Google’s latent strength
To get a sense of the size and complexity of Google’s database, consider the following list of data sources, which Google collects passively as you use the Internet every day:
- the content of most web pages online
- the network of links that connect all those web pages
- the popularity of different search terms (what people type in)
- the popularity of particular search results (what people click on)
- what searches result in which ads clicked on
- all of the above, indexed to individual people (as searchers)
But that’s just the beginning of Google’s empire. Add to the above dataset:
- Google Analytics, the most popular traffic statistics system for websites
- GMail, with something like 150 million users
- Google Reader, the most popular RSS reader application
- Google Maps & Earth, the post popular online mapping
- Google Docs (word processing and spreadsheets online)
- Picasa, Google’s photo-sharing system (with facial recognition technology since 2006)
- Blogger (yourblog.blogspot.com), which Google owns
- YouTube, which Google acquired in 2006
- Chrome browser
- Android…
- Books…
In 2004 Google announced that it would expand its web search program into printed books. The holdings of major research libraries in the USA would be scanned and indexed, giving them a corpus of about 15 million books. Almost immediately, the project was attacked as a violation of copyright, a dispute which is still before the courts today, even after two major out-of-court settlement agreements between Google and the American Association of Publishers (AAP) and the Authors Guild (AG). As of late 2011, most commentators seem to think the current settlement agreements will be scrapped, which could bring the legal challenge back into open litigation again. All the while, Google has continued to grow the collection.
While the legal challenge primarily has to do with the scanning of library collections, a parallel project called the “partner program” allows publishers to voluntarily add their books to Google’s index.

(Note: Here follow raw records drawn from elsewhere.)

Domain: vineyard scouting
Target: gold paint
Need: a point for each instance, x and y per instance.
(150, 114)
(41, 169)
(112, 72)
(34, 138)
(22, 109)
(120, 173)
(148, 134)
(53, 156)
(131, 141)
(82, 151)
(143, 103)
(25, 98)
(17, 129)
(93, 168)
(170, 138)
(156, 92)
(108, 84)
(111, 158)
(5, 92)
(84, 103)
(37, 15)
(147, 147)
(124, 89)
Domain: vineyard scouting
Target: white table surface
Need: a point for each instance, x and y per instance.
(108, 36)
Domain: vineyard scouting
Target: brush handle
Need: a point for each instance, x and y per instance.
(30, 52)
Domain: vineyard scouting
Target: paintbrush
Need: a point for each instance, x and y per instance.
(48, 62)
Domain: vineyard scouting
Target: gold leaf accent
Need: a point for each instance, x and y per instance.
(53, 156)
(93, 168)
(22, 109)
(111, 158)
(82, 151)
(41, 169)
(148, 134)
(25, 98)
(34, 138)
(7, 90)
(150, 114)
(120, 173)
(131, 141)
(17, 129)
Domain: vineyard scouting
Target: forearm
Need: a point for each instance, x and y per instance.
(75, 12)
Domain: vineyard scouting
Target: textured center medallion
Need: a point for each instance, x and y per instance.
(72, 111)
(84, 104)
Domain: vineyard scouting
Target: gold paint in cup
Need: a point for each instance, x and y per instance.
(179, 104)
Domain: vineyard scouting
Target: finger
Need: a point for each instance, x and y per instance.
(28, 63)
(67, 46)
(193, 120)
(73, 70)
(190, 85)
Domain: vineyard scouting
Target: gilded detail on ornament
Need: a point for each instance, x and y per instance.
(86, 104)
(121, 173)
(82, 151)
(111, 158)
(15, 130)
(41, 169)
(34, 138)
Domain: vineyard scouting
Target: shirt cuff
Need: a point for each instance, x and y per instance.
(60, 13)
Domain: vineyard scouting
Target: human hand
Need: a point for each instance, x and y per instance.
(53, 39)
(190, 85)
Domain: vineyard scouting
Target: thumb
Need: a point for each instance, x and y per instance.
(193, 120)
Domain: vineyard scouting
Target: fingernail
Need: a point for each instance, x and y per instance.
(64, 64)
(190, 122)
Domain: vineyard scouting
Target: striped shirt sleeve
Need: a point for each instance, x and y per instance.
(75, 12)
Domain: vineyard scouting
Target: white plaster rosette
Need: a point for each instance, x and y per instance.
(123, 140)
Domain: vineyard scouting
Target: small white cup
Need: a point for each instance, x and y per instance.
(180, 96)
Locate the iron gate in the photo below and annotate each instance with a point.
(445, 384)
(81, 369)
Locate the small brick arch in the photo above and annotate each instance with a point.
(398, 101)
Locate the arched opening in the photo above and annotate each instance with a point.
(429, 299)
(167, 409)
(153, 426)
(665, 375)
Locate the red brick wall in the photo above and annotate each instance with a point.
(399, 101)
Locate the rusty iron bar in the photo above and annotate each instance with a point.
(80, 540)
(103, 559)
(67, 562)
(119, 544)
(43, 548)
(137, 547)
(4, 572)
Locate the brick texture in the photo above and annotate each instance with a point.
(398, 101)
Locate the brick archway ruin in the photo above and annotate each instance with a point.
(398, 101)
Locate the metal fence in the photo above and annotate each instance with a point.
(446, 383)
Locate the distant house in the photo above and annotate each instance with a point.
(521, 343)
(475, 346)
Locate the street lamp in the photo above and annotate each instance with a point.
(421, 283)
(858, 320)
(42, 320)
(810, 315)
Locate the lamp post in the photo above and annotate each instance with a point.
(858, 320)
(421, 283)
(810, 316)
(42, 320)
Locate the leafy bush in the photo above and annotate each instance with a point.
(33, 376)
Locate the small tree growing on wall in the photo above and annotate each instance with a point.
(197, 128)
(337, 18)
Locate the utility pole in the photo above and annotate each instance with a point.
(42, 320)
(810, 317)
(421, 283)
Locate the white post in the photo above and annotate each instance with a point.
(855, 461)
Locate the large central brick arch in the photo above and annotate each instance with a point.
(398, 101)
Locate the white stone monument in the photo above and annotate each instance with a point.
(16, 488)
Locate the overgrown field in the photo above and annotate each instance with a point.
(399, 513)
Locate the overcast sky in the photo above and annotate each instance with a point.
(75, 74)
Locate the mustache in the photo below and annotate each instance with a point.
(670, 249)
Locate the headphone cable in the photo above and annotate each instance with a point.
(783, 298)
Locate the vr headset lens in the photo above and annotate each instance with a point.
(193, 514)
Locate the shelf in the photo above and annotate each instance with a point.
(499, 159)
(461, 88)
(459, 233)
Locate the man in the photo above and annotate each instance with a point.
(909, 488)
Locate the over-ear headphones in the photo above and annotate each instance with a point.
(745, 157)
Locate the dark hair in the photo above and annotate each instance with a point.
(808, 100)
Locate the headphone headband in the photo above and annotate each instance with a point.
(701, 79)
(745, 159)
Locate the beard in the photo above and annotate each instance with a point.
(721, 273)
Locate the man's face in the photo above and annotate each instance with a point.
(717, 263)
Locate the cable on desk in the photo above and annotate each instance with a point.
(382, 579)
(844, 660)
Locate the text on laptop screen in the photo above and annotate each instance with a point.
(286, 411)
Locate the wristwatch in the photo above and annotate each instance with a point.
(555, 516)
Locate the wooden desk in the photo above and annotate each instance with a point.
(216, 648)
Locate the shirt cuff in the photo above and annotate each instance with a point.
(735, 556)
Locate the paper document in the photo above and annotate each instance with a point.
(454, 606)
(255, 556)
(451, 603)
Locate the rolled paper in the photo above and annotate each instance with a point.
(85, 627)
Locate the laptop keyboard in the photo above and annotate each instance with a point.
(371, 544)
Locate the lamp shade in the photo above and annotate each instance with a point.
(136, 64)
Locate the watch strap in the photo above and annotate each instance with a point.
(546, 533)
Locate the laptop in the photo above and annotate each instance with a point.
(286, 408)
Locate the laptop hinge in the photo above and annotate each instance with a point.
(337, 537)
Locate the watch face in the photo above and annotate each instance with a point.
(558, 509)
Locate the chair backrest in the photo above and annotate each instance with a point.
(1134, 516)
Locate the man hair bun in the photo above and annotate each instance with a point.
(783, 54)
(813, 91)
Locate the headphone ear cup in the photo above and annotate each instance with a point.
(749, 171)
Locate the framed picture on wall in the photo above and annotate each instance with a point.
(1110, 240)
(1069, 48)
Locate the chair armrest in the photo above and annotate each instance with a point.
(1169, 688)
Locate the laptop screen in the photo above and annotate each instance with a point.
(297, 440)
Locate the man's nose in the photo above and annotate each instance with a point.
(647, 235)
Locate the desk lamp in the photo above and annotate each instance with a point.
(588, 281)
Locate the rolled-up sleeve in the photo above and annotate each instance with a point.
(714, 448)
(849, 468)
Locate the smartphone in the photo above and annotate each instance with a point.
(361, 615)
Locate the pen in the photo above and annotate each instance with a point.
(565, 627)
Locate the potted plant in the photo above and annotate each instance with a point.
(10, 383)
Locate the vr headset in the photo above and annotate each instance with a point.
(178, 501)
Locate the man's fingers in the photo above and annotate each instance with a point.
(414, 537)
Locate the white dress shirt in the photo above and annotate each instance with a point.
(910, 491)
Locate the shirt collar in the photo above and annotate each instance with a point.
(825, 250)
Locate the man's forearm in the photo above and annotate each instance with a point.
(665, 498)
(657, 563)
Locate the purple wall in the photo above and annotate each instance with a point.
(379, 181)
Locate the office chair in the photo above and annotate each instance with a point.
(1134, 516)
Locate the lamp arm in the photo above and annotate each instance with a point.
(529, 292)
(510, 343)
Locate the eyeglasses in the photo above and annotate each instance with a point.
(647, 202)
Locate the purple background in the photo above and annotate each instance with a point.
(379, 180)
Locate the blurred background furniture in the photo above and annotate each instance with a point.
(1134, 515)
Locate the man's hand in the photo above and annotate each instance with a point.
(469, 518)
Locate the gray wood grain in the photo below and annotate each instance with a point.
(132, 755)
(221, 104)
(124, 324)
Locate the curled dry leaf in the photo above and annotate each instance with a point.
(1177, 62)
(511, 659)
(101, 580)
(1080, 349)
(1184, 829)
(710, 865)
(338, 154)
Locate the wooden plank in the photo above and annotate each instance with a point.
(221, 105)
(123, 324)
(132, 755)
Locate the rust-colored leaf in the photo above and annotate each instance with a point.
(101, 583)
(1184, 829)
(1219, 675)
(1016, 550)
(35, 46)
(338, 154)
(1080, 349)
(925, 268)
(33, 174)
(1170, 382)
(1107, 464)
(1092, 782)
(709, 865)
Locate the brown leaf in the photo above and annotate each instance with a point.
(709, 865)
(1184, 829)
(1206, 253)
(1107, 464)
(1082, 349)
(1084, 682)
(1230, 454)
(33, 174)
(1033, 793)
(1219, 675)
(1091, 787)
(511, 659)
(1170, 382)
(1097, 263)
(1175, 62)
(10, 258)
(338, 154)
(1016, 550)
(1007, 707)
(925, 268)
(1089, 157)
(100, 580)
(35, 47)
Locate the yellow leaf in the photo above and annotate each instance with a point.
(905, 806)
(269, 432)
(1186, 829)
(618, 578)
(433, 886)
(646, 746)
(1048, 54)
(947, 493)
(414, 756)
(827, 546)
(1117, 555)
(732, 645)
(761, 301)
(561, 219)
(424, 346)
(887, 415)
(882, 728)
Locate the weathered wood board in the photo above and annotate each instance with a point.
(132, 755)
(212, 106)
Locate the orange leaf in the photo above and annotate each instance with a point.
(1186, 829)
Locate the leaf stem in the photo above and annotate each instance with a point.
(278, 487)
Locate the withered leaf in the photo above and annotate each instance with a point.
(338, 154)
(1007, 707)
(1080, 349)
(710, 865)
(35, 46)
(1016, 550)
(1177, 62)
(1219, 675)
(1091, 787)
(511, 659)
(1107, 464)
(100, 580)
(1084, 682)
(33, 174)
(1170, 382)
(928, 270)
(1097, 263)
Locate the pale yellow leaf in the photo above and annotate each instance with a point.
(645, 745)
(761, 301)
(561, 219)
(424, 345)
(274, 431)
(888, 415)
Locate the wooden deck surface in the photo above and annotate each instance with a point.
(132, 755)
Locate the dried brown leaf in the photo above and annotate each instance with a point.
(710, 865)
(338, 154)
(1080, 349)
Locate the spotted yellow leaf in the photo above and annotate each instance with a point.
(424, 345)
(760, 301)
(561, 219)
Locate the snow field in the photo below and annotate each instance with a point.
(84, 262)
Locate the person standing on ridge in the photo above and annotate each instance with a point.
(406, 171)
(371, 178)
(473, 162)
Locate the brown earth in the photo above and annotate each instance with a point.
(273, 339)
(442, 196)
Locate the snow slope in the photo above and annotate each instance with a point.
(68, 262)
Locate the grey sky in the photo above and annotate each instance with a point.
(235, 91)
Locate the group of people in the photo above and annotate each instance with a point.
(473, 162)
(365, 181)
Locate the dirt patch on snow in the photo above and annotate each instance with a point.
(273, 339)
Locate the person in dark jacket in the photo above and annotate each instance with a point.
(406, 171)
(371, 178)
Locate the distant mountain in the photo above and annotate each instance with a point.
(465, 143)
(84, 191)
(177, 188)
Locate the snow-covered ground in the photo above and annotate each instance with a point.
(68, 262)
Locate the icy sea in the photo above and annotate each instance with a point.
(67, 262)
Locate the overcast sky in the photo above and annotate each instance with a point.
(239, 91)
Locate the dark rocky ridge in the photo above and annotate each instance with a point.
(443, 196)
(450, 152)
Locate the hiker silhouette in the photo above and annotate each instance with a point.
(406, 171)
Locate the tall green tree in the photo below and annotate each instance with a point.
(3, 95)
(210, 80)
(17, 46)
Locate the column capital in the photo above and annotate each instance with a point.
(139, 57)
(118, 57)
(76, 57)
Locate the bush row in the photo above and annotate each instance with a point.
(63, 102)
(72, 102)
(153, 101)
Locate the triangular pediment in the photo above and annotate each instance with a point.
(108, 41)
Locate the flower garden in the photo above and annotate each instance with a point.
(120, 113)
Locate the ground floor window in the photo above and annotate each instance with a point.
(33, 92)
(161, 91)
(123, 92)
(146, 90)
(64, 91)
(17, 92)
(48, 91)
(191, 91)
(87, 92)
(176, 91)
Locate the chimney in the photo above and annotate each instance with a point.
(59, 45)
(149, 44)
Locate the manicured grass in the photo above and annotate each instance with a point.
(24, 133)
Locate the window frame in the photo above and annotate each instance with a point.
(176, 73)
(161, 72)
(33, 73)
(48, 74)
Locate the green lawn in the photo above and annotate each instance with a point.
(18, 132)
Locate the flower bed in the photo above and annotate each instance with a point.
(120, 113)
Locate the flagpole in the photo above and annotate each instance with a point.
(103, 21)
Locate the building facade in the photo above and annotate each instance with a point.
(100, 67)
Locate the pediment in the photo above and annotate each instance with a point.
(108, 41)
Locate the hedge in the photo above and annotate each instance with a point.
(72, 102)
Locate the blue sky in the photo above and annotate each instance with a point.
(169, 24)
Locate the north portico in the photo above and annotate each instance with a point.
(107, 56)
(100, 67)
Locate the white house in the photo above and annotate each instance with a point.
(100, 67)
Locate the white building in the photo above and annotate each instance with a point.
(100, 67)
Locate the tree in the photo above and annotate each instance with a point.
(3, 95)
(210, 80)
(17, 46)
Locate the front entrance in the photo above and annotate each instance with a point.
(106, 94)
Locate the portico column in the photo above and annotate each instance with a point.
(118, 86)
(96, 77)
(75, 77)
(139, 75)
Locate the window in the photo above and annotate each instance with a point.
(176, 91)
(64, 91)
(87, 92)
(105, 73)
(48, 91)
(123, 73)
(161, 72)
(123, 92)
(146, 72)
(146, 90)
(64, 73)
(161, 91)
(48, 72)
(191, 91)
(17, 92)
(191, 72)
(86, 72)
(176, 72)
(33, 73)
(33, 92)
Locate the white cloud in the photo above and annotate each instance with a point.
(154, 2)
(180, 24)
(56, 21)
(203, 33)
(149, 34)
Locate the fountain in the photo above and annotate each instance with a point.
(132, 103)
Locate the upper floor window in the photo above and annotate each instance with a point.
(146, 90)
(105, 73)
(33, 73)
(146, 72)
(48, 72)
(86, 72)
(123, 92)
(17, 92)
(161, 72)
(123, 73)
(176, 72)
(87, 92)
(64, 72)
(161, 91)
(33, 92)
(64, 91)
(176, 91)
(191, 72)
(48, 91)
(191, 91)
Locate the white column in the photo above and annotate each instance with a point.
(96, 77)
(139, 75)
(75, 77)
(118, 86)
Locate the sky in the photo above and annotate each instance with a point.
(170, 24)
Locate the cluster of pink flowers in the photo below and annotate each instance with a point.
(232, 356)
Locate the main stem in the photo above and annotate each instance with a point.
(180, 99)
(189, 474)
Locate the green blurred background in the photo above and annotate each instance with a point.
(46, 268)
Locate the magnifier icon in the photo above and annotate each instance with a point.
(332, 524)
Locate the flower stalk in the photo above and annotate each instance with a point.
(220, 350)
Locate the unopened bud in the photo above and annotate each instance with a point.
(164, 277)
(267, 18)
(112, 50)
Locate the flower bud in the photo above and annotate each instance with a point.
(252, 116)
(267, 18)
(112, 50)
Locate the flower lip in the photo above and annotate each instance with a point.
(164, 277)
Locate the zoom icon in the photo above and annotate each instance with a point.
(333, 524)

In winter 2010, Google launched (in the USA only) its much anticipated ebook service, called Google Editions, which made parts of the corpus available as ebooks. The program was not a major initiative on Google’s part, and met with a rather lukewarm reception. It’s hard to say what effect the Settlement’s legal status has had on Google Editions.
Whatever Google may do specifically in the marketplace, the sheer size of both their collection and their regular customer base (that is, all of us) means they are a major part of the future of books. The Settlement with the AAP and AG had much to do with defining how e-book royalty splits would work in the new world, as Peter Brantley’s “Eye to Eye” article illuminates.